I wouldn't be. I come off too innocent.  *evil laughter*


----------



## Abdulla6169 (Jul 27, 2014)

tortoisetime565 said:


> I think I want more of a clone that I can boss around.


How can you boss a clone? That's theoretically impossible


----------



## Abdulla6169 (Jul 27, 2014)

Flipper said:


> Is it bad that I don't plan to let my little Hermann's tort brumate this year? Will it have long term effects on her?


This is a very debatable topic, if it's one year I don't see harm


----------



## sageharmon (Jul 27, 2014)

AbdullaAli said:


> How can you boss a clone? That's theoretically impossible


My brother bosses me around lol. Trust me!!!! It's very possible!!!! Lol


----------



## StarSapphire22 (Jul 27, 2014)

Flipper said:


> I know  but but but I'm soooooooo hot [wack head against a wall icon] it was 100* today and it sucks the life out of me.
> 
> Is it bad that I don't plan to let my little Hermann's tort brumate this year? Will it have long term effects on her?


 
Tallulah is too young right now but in the future, you never HAVE to brumate. There's nothing wrong with not doing it.


----------



## tortoisetime565 (Jul 27, 2014)

sageharmon said:


> View attachment 89124


You are dun gonna get bug bites!


----------



## sageharmon (Jul 27, 2014)

tortoisetime565 said:


> You are dun gonna get bug bites!


Haha! There were bees that were there but I didn't get stung! Yay


----------



## tortoisetime565 (Jul 27, 2014)

sageharmon said:


> Haha! There were bees that were there but I didn't get stung! Yay


Lucky. Its too hot for bees here! All of the flowers are dying because of it! And there is so much pollen that everyone's nasals are going crazy.


----------



## sageharmon (Jul 27, 2014)

tortoisetime565 said:


> Lucky. Its too hot for bees here! All of the flowers are dying because of it! And there is so much pollen that everyone's nasals are going crazy.


Oh wow! That sucks 
Where do you live?


----------



## Abdulla6169 (Jul 27, 2014)

tortoisetime565 said:


> Lucky. Its too hot for bees here! All of the flowers are dying because of it! And there is so much pollen that everyone's nasals are going crazy.
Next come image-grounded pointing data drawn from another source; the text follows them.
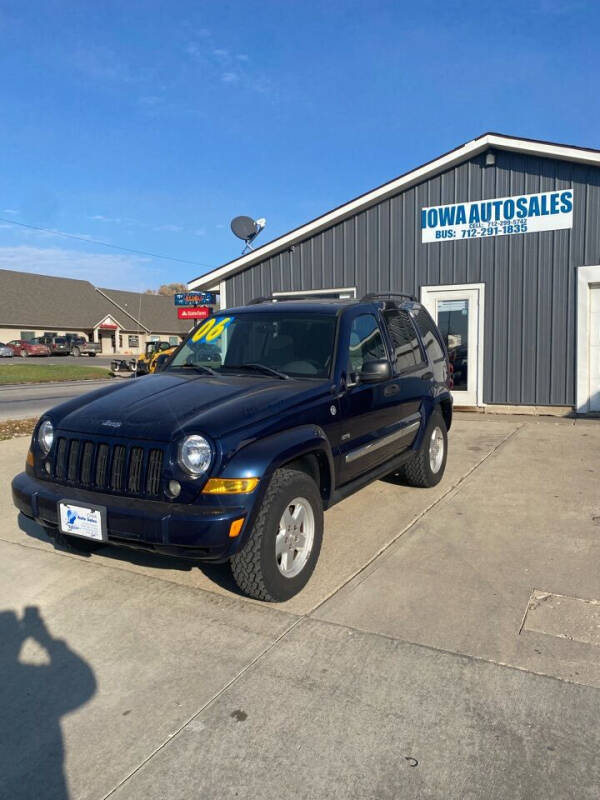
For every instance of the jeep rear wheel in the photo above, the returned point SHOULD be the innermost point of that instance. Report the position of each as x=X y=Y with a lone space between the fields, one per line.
x=284 y=545
x=426 y=467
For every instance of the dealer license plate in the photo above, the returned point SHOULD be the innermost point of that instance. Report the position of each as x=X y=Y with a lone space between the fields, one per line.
x=86 y=521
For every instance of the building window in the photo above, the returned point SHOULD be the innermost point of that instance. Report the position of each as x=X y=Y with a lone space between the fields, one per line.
x=405 y=342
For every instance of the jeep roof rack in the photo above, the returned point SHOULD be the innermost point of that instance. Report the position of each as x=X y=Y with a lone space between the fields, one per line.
x=385 y=295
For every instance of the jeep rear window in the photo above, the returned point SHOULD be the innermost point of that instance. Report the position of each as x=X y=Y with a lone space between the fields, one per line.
x=299 y=345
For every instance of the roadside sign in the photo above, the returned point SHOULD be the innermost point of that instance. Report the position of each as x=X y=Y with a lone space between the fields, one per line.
x=198 y=312
x=194 y=299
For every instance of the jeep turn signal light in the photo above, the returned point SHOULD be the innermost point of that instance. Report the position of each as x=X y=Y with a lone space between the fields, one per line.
x=235 y=527
x=230 y=486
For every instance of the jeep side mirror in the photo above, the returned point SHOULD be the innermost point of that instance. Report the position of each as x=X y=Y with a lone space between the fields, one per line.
x=375 y=371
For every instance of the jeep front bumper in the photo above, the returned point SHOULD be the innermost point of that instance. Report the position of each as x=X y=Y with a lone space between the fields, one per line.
x=177 y=529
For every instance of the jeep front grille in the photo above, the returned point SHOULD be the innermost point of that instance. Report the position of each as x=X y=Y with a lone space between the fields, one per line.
x=134 y=470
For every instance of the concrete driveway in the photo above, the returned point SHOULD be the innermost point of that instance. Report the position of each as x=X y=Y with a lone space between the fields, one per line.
x=446 y=647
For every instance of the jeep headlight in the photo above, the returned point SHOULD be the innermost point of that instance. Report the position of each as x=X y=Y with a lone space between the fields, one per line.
x=46 y=436
x=195 y=454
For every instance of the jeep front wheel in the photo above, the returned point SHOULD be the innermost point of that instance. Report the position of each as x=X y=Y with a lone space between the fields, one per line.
x=282 y=551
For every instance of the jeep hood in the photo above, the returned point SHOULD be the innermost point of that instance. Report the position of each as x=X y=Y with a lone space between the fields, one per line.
x=157 y=407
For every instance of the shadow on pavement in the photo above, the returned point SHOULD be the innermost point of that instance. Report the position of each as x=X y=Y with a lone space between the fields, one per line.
x=219 y=574
x=33 y=699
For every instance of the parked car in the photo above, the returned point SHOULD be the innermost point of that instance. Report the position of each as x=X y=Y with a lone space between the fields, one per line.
x=22 y=348
x=309 y=401
x=58 y=345
x=80 y=346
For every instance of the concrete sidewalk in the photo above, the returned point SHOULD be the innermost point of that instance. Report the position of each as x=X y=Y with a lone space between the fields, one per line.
x=416 y=664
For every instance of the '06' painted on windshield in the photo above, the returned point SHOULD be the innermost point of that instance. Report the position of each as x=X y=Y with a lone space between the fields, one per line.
x=212 y=329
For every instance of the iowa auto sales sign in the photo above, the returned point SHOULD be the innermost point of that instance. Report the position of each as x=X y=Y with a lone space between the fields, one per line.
x=504 y=216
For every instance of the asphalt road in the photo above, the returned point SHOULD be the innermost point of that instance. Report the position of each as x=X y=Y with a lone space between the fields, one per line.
x=444 y=647
x=81 y=361
x=30 y=400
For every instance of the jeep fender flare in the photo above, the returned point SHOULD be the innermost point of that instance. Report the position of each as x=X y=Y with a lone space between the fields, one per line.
x=261 y=457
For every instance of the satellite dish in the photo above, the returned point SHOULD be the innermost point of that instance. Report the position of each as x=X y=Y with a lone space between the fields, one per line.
x=247 y=229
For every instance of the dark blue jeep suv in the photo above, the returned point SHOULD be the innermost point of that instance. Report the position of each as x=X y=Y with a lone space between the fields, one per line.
x=235 y=456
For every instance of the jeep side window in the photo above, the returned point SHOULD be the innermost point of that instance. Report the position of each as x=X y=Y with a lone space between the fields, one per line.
x=366 y=343
x=432 y=342
x=405 y=341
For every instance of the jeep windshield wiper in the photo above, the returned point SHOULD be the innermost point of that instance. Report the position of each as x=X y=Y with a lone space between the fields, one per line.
x=262 y=368
x=198 y=367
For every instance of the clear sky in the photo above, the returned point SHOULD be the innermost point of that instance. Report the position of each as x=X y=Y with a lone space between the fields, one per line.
x=151 y=124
Too cold? We have bees here and in summer it can reach 114.8 F in the summer


----------



## tortoisetime565 (Jul 28, 2014)

sageharmon said:


> Oh wow! That sucks
> Where do you live?







sageharmon said:


> Oh wow! That sucks
> Where do you live?







AbdullaAli said:


> Too cold? We have bees here and in summer it can reach 114.8 F in the summer



Oklahoma. 

And @AbdullaAli I haven't seen a single bee this summer. Not even around the honey suckle. I've seen a few wasps but no bees. Its driving our allergy's nuts. Between the pollen and the humidity changing from 9%-60%.


----------



## naturalman91 (Jul 28, 2014)

Flipper said:


> I know  but but but I'm soooooooo hot [wack head against a wall icon] it was 100* today and it sucks the life out of me.
> 
> Is it bad that I don't plan to let my little Hermann's tort brumate this year? Will it have long term effects on her?



brumating is done for breeding purposes mostly but its not required


----------



## Flipper (Jul 29, 2014)

naturalman91 said:


> brumating is done for breeding purposes mostly but its not required


Ok, I misunderstood this. I thought it was for their over all health. Thanks for clarifying


----------



## Abdulla6169 (Jul 30, 2014)

Flipper said:


> Ok, I misunderstood this. I thought it was for their over all health. Thanks for clarifying


Some think it's helpful (i.e. More natural), it's fine if you don't though


----------